Walker Bay Nature Reserve lies on the south-western Cape coast, just east of Hermanus and covers about 4300ha. The reserve comprises five coastal areas lying between Hermanus and Die Dam (near Struisbaai). The largest area, known as Walker Bay, stretches from the Klein River estuary to De Kelders at Gansbaai. The largest area, known as Walker Bay, stretches from the Klein River estuary to De Kelders at Gansbaai.
Access to the reserve is via Mierkom or Walker Bay Fishing trail (through Stanford); De Kelders (Die Plaat) or Uilkraalsmond. An entry permit is required and can be obtained at the gatehouses at De Kelders, Uilkraalsmond and Walker Bay Fishing Trail. Alternatively, permits can be obtained from the Walker Bay Nature Reserve office at 16th, 17th Avenue, Voëlklip, Hermanus during office hours (Monday to Friday 08:00–16:00). The reserve is open daily between 07:00 and 19:00.
Walker Bay Nature Reserve offers no accommodation but day visitors are welcome to enjoy a variety of day hikes along the coast. Angling, swimming and picnicking are permitted, but please note that the sea can be rough and dangerous.

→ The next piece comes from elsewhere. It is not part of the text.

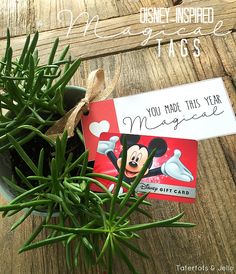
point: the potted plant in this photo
(52, 177)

Fires and overnight camping are not allowed. Marine Coastal Management regulations apply to the removal of bait and other marine organisms. Permits for marine angling are available at post offices.
Please avoid disturbing coastal birds and destroying sensitive dune vegetation. Litter must be removed and vehicles are to stay within demarcated areas.
Walker Bay Fishing Trail:
The trail is located in the Lêbos section of the reserve and access is via Stanford. Also known as ‘Die Plaat’, this area is characterised by long, white, sandy beaches and occasional outcrops.
The trail gives anglers easy access to popular angling sites along this stretch of coast, such as Die Polle, Sopiesklip, Groot Duifklip and klein Duifklip. It begins at the reserve entrance next to Wortelgat, passing through the reserve to the first top and parking area at Die POlle. From here the route continues to Sopiesklip where beautiful rock formations make this an ideal picnic stop. Anglers still looking to hook “the big one” can travel further along the route and try their luck at Groot Duifklip or Klein Duifklip.
In addition to fishing, visitors can enjoy day hikes along the coast, swimming, birding, whale-watching and picnicking.
Please note: Only 4×4 vehicles are allowed on the rail (no 2×4 vehicle, motorcycles or quadbikes). It is strictly prohibited and illegal to drive on the beach, dunes or anywhere other than demarcated roads.
Interesting information on archaeology, plants, animals and other:
There are significant records of Middel Stone Age people (from about 85 000 to 65 000 years ago) occupying the Klipgat Cave in the eastern section of the reserve (De Kelders). There is also evidence that during the Late Stone Age (about 2000 years ago), Khoisan people inhabited this site and lived off the plants, fish, shellfish and game in the area.
Lowland Fynbos, also known as strandveld, is the main type of vegetation found in the Nature Reserve, and includes species suchas bietou, blombos, sour fig and waxberry. Parts of the dunefields were stabilised from the early 1900’s until the 1980’s using rooikrans and port Jackson. These alien species are invasive and, together with uncontrolled coastal development; pose a threat to the indigenous strandveld. They are currently being removed by reserve management via an alien clearing programme.
Most of the mammals found in the reserve are shy and seldom seen, although the tracks of Cape clawless otter, bushbuck, duiker, grysbok and steenbok are occasionally spotted. Off-shore, Southern right whales are frequent from August to November, while Bryde’s and humpback whales, and various dolphin species occur throughout the year. There are numerous species of seabirds, including the striking African black oystercatcher. This species is threatened by coastal recreational activities as it breeds on beaches during summer. A variety of marine fish are found along this coastline, including kabeljou steenbras and sought-after galjoen.